- Theatrical release poster
- Directed by: Dominique Deruddere
- Story by: Stijn Coninx Urbanus Walter van den Broeck
- Produced by: Alain Keytsman
- Starring: Josse De Pauw Michael Pas Geert Hunaerts
- Cinematography: Willy Stassen
- Edited by: Ludo Troch
- Music by: Raymond van het Groenewoud
- Production company: Multimedia
- Distributed by: Independent Films Benelux
- Release date: 12 November 1987;
- Running time: 84 minutes
- Country: Belgium
- Language: Dutch

= Crazy Love (1987 film) =

1987 Belgian film by Dominique Deruddere

Crazy Love (French title L'Amour est un chien de l'enfer, alternative English title Love is a Dog from Hell) is a 1987 Belgian drama film directed by Dominique Deruddere. It is based on various writings by author and poet Charles Bukowski, in particular The Copulating Mermaid of Venice, California, which contains necrophilia.

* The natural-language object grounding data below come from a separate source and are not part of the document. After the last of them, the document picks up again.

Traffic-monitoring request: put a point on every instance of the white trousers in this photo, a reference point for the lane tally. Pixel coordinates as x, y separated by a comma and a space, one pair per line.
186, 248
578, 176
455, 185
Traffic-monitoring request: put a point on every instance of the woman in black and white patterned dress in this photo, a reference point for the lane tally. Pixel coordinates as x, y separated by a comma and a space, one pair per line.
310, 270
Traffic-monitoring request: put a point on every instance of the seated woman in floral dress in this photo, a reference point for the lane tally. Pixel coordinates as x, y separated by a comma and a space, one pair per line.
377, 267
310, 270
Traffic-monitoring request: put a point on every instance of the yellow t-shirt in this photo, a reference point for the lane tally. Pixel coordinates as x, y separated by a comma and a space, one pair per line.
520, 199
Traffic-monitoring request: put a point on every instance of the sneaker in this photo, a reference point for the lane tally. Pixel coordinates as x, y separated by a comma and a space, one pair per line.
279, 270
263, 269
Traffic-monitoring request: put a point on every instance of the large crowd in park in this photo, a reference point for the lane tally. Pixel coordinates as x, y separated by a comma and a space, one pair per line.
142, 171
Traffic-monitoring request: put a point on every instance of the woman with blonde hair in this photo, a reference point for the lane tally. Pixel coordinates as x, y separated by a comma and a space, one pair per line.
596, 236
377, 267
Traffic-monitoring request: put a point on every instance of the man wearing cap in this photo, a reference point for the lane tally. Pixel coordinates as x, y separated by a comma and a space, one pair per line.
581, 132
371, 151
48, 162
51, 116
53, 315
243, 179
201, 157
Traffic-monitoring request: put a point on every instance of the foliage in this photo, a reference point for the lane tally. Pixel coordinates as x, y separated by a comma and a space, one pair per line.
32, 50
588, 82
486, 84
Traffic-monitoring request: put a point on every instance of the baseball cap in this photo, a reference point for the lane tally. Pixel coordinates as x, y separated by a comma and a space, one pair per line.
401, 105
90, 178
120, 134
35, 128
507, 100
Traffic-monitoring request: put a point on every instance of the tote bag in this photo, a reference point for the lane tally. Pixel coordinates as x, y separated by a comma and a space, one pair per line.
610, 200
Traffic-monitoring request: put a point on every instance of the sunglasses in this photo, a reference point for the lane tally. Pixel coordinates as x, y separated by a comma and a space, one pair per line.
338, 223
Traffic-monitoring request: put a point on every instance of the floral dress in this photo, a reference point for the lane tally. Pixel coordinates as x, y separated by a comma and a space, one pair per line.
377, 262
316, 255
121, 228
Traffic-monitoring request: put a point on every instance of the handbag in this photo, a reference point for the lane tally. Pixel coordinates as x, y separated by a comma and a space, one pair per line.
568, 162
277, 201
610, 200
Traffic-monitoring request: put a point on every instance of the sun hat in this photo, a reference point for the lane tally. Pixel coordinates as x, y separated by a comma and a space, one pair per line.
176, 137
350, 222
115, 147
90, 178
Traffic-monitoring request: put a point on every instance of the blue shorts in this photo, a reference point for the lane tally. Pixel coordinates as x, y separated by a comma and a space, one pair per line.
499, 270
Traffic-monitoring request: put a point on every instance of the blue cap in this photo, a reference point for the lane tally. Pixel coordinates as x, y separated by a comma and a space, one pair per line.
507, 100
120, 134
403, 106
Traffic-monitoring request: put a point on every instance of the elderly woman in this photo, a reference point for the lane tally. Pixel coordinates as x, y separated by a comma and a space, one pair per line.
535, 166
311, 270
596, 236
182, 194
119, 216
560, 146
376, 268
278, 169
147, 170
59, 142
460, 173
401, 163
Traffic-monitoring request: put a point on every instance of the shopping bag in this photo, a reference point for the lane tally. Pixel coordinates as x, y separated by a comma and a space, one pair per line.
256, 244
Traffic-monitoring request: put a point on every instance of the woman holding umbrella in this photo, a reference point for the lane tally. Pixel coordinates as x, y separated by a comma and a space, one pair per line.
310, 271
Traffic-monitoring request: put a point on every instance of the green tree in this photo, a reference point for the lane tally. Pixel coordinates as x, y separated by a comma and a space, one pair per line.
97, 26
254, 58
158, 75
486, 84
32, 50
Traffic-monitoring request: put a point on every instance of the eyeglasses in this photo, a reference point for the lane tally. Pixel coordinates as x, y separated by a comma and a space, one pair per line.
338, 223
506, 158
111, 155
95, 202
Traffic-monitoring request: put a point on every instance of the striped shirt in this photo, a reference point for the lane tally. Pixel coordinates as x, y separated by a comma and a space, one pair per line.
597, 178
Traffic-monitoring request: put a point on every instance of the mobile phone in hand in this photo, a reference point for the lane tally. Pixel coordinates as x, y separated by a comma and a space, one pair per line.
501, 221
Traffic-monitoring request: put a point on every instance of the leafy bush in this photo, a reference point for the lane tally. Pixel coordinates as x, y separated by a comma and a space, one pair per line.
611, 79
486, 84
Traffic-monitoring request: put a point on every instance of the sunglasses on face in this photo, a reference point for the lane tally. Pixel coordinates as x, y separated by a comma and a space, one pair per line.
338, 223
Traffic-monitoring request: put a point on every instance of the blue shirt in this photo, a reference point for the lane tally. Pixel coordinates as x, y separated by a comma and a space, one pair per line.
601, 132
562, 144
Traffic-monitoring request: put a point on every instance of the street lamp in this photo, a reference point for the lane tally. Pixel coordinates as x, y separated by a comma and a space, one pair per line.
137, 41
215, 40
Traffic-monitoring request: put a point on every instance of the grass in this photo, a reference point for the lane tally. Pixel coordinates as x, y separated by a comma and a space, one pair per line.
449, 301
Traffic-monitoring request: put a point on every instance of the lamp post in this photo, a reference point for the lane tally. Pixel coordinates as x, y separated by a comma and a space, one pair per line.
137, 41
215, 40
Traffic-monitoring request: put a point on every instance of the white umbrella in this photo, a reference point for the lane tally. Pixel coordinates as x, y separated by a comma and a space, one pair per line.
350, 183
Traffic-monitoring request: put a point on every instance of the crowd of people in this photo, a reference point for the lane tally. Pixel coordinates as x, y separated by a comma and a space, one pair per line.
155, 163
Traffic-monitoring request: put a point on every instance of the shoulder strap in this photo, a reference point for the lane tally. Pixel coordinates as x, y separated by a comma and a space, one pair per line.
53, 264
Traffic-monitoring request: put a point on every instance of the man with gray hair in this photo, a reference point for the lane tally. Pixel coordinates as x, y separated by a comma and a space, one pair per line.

It was the first Flemish-Belgian film to receive a theatrical release in North America.

==Plot==
The film follows Harry Voss during three important days of his life. The first is as a 12-year-old boy; the second on the day of his high school graduation, aged 19; and the third as a lonely 33-year-old man.

The phases of his life show the destruction of hope and innocence and his descent into cynicism, alcoholism and hopelessness. Idealizing romantic love with a beautiful girl in his childhood, he is bitterly disappointed when the real world does not match the idealized images of love in his own imaginings. He then discovers as a teenager his peers consider him an outcast due to his chronic and physically disfiguring cystic acne, which covers his face, chest, shoulders and back in weeping pus-filled sores and repulses all who see him. He turns to alcohol to kill the pain and disappointment, losing all hope of finding true love, only to end up destitute, as an alcoholic in later adulthood. Only through a freak chance encounter late in his life is he transported back to his innocent memories of childhood and the idealized love of a beautiful girl that he craved in his youth. Finally fulfilled, he dies by wading out into the open ocean after finding his only "true" love – a "crazy love". The irony of the "hollowness" of this lost, idealized, love, and the tragic significance Harry places on this single event, sums up his lost life and finally makes him the hero of his own story.

Each of the three phases filmed involves a sexual encounter with a "passive" female. In the first phase, the child is pushed into a sexual encounter with a friend's attractive mother whilst she is sleeping, drunk, in her bed at home. In the second, a girl lies passively in the back seat of a car, uninterested, whilst he attempts to have sex with her. She does it only as a favor to her boyfriend who is friends with Harry, but cannot carry through in the end and turns away in disgust at his appalling cystic acne. In the third, as an older alcoholic, he and his drunk friend stumble upon a fresh corpse and "steal" it as a joke, only for Harry to find that the dead – but still warm – girl resembles the girl of his childhood dreams.

The next morning his friend finds Harry has committed suicide by intentionally walking out to sea with the corpse in his arms, apparently committing suicide after consummating his final desire.

== Controversy ==
When it was first released, first time director Dominique Deruddere's film divided critics and audiences. Some reviewers noted the quality of the photography and set design and acting. Others focused on the unacceptable nature of the film's subject.

On its American release, the film was championed by Madonna, Sean Penn and Francis Ford Coppola. Ultimately it proved too controversial for mass acceptance, and never received wide recognition.

It is now considered by some to be one of the classic films of world cinema from the 1980s.